Of the batting of Jack Iverson, the mystery spinner, a tailender to the manner born, he wrote: "Iverson had none of the graces of a Hammond or a Hutton. But it is an error in aesthetics, as Browning has demonstrated, that only the pretty or the beautiful is style. Ugliness, if it is commanding and can impose itself on the imagination is no less to be prized."
NSR was prolific. From Porbandar to Wadekar is well researched and well written, but ultimately less than satisfying for the stories not told. Indian Willow, Winter of Content and Indian Cricket are excellent reads, but like a batsman without a defining innings, NSR was a writer without a defining cricket book.
He was a great character, though. He was at different times assistant editor with both of Chennai's leading newspapers, the Hindu and the Indian Express. By the time I joined the latter institution, he was retired and already in his seventies, yet he made his way to the office every Friday with his weekly column on cricket, "Different Strokes" - this one under his own name and with his photograph. He was a small man, with dancing eyes, and he spent the first few minutes on entering the office wiping the Chennai sweat off his brow.

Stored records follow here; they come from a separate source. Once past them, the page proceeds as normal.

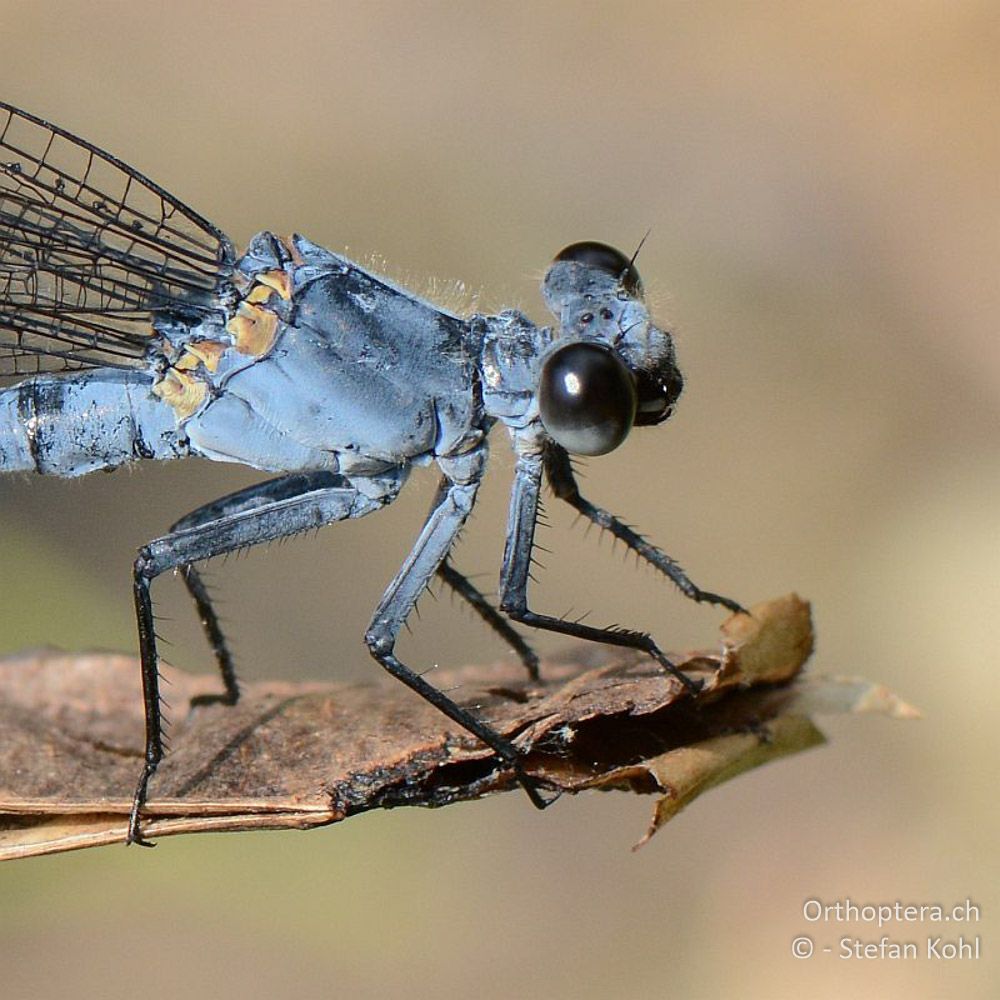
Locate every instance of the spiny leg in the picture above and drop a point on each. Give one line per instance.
(559, 470)
(465, 589)
(250, 498)
(253, 524)
(517, 563)
(470, 593)
(429, 551)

A former colleague, the Hindu's hockey writer S Thyagarajan, told me of the time NSR once walked 40 kilometres to Kancheepuram. "He loved to read Pride and Prejudice every year," Thyagarajan said, trying to capture the many threads that made up the man. "He was also a keen chess player and spoke French fluently."
 
 
What NSR lacked was what some modern writers consider more important than style or flair - a harsh line in criticism. His writing was suggestive rather than brazen, his criticism based on larger principles rather than on passing trends.
 
NSR's column as Cardusian, "In the Pavilion", on Chennai's league cricket, played on matting wickets in often primitive conditions, was rich in human drama and humour. Sometimes umpires did not turn up for matches and the two sides would appoint one reserve player each for the job. Of one dismissal in a game between two third-division teams, NSR wrote that "the batsman left the ground slowly and unwillingly. At least, I thought he did. It could have been his normal method of progression...
"... the few spectators were hoping that if further wickets fell, they would be bowled or caught without appeal. This did not happen. The boys (spectators) got above themselves and were hooting at every opportunity. There is something to be said for Herod (the reader will, of course, understand this is a mild joke)."
NSR ended his essay on Cardus quoted above with the hope that "world cricket will recover its health. When it does it will cherish all the more the memory of the writer who through his writings made cricket a way of life." It applies equally to "Cardusian" too.